Casualty assessment is a procedure that the Army calls a head-to-toe (HTT) assessment. The responder starts at the head and runs his or her hands over the victim (including reaching under to check the back). The goal is to identify the presence of clear cerebrospinal fluid (indicative of a serious head injury), blood, broken bones, burns, and wounds. In BTCC the emphasis is on finding blood, since CUF concentrates on stopping life-threatening bleeding above all else.

Experience with this training has demonstrated that officers tend to treat the assessment more like a pat-down. While finding hidden weapons on a suspect is indeed one goal of the sweep, the most critical function is to locate bleeding. With gloved hands this normally has to be done visually since blood (especially in small quantities) is unlikely to be felt. The assessment must be performed while maintaining maximum situational awareness, which means head up and looking around, but the officer must glance down at his or her hands periodically to see whether blood is present. Finding blood on your hands at the end is not particularly helpful if you have to go back and locate the wound. (Checking beneath body armor is a necessity, too.)

The second important lesson learned was that in a multi-victim scenario involving officers, suspects, and bystanders, responders understandably tended to go to the officers first. Much like trying to reach a casualty under fire, this improperly emphasizes medical care over security. Unless it is possible to maintain eyes on any (presumably) injured suspects at all times, they should be searched and cuffed prior to rendering care to anyone else. Obviously, the number of officers responding to a situation will drive the exact execution of some of these procedures, but it is important to adhere to the basic philosophy that failing to secure any threats present can easily lead to more injured or dead officers.

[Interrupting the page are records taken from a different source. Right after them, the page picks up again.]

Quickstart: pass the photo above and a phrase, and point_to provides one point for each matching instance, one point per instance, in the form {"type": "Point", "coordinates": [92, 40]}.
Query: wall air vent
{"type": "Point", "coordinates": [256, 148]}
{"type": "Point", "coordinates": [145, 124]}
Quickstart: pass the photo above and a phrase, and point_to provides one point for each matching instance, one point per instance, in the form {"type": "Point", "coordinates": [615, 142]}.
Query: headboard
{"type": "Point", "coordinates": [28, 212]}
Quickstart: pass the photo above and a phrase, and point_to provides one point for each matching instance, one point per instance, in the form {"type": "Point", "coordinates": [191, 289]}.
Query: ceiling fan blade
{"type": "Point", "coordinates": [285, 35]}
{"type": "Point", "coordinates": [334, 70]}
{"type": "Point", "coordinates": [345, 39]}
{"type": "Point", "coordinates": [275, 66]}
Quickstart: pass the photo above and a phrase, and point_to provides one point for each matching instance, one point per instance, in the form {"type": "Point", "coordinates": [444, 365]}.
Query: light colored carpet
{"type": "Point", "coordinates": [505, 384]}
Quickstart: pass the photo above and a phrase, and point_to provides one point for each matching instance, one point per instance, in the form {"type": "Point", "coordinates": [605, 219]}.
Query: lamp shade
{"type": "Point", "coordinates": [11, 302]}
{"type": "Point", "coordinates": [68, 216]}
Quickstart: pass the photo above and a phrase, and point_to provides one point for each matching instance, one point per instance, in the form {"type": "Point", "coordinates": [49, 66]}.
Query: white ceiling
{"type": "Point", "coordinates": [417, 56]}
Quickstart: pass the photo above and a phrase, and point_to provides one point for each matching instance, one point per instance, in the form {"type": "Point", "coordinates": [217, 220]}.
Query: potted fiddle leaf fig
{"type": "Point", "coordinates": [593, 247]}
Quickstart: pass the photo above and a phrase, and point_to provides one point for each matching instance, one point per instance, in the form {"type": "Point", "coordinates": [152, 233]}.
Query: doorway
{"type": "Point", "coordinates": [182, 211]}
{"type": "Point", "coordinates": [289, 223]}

Finally, in scenarios that included a suspect with arm injuries (including some that required a tourniquet), officers often seemed hesitant to cuff the individual because they thought they might aggravate the injury. Again, security is the priority. While reasonable steps to prevent further injury are understandable, a suspect must be restrained even if he or she is apparently dead.

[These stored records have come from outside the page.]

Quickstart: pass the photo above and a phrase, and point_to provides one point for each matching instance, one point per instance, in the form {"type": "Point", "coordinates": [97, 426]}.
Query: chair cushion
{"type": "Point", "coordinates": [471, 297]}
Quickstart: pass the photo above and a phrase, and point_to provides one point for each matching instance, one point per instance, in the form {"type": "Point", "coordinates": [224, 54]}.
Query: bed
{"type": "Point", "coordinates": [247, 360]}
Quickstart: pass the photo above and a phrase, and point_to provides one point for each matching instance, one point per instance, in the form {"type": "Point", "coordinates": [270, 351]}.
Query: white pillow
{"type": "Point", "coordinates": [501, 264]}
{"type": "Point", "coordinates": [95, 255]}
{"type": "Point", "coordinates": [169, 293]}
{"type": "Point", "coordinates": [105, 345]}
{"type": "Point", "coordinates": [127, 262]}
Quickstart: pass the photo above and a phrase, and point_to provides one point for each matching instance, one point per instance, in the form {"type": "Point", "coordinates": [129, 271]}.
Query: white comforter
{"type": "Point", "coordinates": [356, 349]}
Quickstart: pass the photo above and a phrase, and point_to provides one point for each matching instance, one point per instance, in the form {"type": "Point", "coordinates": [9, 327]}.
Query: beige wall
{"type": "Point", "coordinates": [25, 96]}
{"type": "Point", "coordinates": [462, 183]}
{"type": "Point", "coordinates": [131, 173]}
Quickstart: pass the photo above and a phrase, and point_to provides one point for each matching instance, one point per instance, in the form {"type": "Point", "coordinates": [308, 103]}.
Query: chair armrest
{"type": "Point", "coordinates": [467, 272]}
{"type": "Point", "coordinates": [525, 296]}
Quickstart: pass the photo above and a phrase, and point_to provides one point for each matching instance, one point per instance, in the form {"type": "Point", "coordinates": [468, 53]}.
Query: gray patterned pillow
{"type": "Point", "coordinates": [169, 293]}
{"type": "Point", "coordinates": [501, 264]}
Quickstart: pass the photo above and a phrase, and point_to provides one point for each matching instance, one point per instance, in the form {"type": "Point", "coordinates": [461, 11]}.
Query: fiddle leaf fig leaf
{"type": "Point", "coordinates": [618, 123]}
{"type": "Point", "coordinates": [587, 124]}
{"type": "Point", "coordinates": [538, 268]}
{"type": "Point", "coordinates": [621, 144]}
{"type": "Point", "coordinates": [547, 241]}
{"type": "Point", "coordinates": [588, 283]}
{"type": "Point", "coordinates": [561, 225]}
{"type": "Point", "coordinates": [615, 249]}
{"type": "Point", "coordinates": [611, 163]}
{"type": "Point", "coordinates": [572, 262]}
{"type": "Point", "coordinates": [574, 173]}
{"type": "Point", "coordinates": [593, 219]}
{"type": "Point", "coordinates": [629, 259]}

The ability to provide adequate casualty care also requires the right equipment. The Army Improved First Aid Kit (IFAK) now issued to every soldier has the following contents:

The items in the kit are specifically designed for combat casualty care. They can address the most critical injuries, and both the tourniquet and the combat dressing can be applied one-handed by the victim if necessary. (Remember that as mentioned in Part 1, CUF specifies self-care by the injured person if possible.) One handy addition is a small foil pouch of surgical lubricant, as the nasopharyngeal airway is much easier to insert when lubricated, important since a conscious but disoriented victim may not be all that cooperative when you shove a rubber tube up their nose.

Compared to most of the gear on a standard duty rig, the Army-issue IFAK is a bit bulky, but you can either purchase or assemble a kit that will fit into a smaller pouch. This is important because successful TCC requires immediate availability of treatment supplies. Running back to retrieve the kit from your trunk or passenger seat may not be an option in some situations and at best will delay medical care.

Various types of training material are available. Some agencies have been developing training courses as the Rochester P.D. did, and at a minimum the Army’s TCCC procedures are publicly available, including here. The most important points are that you understand the priority of security over immediate medical aid and how to assess a casualty for critical injuries that must be treated first. Hopefully you will never spend much time in the aftermath of a tactical situation without backup from EMS, but as the saying goes, hope is not a strategy. Besides, for the most serious injuries even minutes can count. Knowing how to properly provide care in these settings may very well save a life.